INSERM, Unité 955, 94000 Créteil, France

author email corresponding author email

Particle and Fibre Toxicology 2010, 7:10doi:10.1186/1743-8977-7-10

Published: 16 April 2010

Abstract

Background

Increasing environmental and occupational exposures to nanoparticles (NPs) warrant deeper insight into the toxicological mechanisms induced by these materials. The present study was designed to characterize the cell death induced by carbon black (CB) and titanium dioxide (TiO2) NPs in bronchial epithelial cells (16HBE14o- cell line and primary cells) and to investigate the implicated molecular pathways.

Results

Detailed time course studies revealed that both CB (13 nm) and TiO2(15 nm) NP exposed cells exhibit typical morphological (decreased cell size, membrane blebbing, peripheral chromatin condensation, apoptotic body formation) and biochemical (caspase activation and DNA fragmentation) features of apoptotic cell death.
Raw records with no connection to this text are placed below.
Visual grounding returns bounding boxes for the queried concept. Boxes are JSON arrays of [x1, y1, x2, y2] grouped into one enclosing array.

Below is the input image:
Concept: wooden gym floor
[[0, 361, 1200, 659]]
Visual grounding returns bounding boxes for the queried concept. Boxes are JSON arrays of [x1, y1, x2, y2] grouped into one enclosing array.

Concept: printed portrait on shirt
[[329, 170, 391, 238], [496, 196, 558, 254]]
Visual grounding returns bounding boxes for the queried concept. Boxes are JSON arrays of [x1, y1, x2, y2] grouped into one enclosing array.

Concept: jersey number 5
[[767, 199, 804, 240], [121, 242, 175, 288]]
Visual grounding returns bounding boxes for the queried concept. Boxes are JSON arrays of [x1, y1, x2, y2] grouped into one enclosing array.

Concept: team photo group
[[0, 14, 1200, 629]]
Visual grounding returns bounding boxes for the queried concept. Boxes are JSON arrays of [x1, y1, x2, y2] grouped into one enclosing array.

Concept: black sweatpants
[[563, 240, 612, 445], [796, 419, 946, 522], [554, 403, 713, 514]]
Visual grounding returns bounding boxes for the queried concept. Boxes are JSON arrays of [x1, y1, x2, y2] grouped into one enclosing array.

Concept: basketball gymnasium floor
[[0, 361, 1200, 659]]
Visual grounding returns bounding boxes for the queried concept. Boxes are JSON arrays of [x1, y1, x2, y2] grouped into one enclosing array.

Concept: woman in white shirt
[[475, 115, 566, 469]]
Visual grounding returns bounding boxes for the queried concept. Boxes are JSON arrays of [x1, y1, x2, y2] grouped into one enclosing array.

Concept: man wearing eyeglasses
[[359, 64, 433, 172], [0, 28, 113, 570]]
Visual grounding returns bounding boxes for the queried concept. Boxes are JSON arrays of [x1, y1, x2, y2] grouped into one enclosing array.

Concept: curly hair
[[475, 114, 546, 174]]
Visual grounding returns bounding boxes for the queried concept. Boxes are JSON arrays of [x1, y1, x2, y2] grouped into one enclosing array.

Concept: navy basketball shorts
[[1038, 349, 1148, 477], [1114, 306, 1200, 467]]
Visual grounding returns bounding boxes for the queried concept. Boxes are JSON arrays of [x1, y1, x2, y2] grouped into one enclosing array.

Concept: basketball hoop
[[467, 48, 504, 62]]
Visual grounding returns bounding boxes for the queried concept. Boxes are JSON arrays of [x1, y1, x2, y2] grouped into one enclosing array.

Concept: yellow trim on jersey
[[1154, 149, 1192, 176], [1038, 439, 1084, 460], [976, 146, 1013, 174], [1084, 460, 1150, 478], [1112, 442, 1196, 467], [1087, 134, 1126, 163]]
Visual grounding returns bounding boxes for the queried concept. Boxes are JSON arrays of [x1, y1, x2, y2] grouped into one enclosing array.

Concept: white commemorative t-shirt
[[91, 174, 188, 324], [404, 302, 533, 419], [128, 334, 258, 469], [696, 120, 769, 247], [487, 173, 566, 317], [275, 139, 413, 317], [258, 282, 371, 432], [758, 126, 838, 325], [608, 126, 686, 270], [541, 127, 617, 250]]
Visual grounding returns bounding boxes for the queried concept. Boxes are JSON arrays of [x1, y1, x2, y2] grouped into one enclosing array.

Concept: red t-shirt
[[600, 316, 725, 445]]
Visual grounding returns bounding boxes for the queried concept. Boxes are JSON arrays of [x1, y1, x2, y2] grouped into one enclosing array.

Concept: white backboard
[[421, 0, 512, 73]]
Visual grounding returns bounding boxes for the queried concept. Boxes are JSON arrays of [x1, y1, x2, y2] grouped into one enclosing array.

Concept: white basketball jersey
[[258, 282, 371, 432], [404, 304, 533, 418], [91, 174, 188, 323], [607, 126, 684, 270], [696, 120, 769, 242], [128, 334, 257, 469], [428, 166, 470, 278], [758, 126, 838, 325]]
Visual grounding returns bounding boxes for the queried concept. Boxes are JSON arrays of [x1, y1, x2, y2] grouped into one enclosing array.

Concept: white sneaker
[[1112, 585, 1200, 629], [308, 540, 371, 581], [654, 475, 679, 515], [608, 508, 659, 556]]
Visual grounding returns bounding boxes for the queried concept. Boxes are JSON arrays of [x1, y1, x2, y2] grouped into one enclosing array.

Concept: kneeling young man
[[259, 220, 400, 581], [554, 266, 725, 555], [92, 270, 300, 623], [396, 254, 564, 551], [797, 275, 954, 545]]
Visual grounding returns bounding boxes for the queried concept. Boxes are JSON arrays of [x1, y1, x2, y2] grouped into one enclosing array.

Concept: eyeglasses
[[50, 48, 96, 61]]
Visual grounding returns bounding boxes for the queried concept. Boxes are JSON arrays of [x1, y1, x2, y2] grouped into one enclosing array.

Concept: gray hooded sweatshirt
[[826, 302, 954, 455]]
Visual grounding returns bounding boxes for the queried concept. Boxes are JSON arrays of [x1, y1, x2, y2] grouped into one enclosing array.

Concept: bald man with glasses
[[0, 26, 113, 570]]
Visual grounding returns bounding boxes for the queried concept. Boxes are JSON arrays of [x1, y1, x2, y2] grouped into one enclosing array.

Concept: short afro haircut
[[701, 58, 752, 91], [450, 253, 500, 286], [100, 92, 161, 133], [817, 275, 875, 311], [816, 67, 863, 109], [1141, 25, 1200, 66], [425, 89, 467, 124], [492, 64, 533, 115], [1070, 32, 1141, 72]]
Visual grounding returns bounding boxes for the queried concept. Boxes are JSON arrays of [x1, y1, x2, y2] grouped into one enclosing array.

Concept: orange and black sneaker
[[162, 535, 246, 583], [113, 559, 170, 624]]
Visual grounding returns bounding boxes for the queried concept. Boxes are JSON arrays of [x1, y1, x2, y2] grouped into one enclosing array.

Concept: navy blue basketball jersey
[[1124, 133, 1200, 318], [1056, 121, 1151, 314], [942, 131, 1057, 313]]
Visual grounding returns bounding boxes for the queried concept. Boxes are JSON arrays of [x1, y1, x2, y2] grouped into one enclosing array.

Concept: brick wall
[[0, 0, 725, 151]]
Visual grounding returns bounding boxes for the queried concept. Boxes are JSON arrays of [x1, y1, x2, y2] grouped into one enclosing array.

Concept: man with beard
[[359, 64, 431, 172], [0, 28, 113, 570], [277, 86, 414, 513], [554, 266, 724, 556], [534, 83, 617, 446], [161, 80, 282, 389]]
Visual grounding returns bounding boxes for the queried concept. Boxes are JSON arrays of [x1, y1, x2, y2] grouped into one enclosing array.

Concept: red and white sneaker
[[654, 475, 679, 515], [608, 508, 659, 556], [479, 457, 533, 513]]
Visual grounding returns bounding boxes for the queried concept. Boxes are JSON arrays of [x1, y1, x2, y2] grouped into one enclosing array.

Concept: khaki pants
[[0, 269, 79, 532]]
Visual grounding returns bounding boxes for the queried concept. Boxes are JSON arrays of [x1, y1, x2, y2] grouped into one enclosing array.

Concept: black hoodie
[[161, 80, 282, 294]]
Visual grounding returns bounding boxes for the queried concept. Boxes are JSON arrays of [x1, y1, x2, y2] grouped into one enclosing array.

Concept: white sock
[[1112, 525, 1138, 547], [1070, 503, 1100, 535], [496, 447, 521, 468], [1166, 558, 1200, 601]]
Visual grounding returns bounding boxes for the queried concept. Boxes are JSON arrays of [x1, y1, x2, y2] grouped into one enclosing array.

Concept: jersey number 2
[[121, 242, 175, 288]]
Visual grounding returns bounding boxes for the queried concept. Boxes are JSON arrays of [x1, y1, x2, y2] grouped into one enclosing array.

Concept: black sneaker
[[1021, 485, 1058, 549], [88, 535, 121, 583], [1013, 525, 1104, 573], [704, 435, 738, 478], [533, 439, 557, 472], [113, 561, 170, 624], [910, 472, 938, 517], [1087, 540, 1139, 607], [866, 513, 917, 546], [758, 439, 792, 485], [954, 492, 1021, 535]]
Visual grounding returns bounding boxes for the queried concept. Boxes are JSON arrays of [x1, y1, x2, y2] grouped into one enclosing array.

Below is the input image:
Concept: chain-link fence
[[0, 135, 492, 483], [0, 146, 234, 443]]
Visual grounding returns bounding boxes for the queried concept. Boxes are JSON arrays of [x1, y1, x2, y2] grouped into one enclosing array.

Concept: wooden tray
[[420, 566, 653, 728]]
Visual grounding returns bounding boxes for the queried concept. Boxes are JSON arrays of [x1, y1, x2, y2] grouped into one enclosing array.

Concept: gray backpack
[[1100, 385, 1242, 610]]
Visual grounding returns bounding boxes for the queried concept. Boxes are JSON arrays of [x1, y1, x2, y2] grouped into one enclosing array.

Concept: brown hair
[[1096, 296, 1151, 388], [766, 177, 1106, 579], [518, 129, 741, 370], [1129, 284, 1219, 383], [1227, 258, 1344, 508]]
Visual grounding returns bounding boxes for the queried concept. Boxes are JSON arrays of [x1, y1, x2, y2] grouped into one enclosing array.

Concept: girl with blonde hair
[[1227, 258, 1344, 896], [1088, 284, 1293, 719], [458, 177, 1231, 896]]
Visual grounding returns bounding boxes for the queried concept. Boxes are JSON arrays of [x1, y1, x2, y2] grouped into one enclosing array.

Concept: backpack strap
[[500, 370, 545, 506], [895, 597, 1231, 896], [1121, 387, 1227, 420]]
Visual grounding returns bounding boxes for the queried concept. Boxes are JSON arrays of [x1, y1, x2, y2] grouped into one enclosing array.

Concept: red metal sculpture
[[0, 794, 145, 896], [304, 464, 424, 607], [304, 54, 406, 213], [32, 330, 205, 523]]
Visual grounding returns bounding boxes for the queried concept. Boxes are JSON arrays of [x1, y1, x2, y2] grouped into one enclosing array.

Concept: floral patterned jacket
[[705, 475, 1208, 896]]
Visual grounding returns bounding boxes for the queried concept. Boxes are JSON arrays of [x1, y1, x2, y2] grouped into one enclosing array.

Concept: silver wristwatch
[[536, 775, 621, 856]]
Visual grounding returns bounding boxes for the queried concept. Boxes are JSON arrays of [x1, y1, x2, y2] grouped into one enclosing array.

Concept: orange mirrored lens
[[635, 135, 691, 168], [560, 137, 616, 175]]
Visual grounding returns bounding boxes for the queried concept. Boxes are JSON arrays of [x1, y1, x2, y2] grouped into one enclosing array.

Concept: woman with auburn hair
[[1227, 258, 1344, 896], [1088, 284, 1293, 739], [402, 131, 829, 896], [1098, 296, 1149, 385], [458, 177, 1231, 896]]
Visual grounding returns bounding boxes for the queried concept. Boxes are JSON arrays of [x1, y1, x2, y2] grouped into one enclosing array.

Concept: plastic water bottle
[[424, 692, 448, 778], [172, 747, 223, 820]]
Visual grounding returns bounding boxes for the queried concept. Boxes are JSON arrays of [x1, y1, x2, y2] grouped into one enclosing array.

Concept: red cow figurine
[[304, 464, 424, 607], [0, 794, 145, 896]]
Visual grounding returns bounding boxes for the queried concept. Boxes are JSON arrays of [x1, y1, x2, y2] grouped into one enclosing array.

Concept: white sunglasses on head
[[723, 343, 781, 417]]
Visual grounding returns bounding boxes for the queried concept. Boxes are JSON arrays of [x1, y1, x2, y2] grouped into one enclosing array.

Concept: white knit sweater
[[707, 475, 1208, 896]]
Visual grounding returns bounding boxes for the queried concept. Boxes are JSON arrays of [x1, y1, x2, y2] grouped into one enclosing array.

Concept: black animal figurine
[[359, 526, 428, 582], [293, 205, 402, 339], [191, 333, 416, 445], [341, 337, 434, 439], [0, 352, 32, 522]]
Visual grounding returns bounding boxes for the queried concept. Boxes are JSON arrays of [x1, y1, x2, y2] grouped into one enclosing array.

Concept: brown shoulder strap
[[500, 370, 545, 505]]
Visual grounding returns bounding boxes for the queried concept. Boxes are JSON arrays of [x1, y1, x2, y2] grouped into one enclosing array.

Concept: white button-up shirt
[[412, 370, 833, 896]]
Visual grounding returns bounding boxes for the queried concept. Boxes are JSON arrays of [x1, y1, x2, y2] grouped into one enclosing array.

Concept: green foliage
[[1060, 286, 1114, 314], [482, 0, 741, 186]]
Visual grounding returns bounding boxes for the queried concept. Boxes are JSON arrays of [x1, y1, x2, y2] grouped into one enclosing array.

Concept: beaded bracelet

A decrease in mitochondrial membrane potential, activation of Bax and release of cytochrome c from mitochondria were only observed in case of CB NPs whereas lipid peroxidation, lysosomal membrane destabilization and cathepsin B release were observed during the apoptotic process induced by TiO2 NPs. Furthermore, ROS production was observed after exposure to CB and TiO2 but hydrogen peroxide (H2O2) production was only involved in apoptosis induction by CB NPs.

Conclusions

Both CB and TiO2 NPs induce apoptotic cell death in bronchial epithelial cells. CB NPs induce apoptosis by a ROS dependent mitochondrial pathway whereas TiO2 NPs induce cell death through lysosomal membrane destabilization and lipid peroxidation. Although the final outcome is similar (apoptosis), the molecular pathways activated by NPs differ depending upon the chemical nature of the NPs.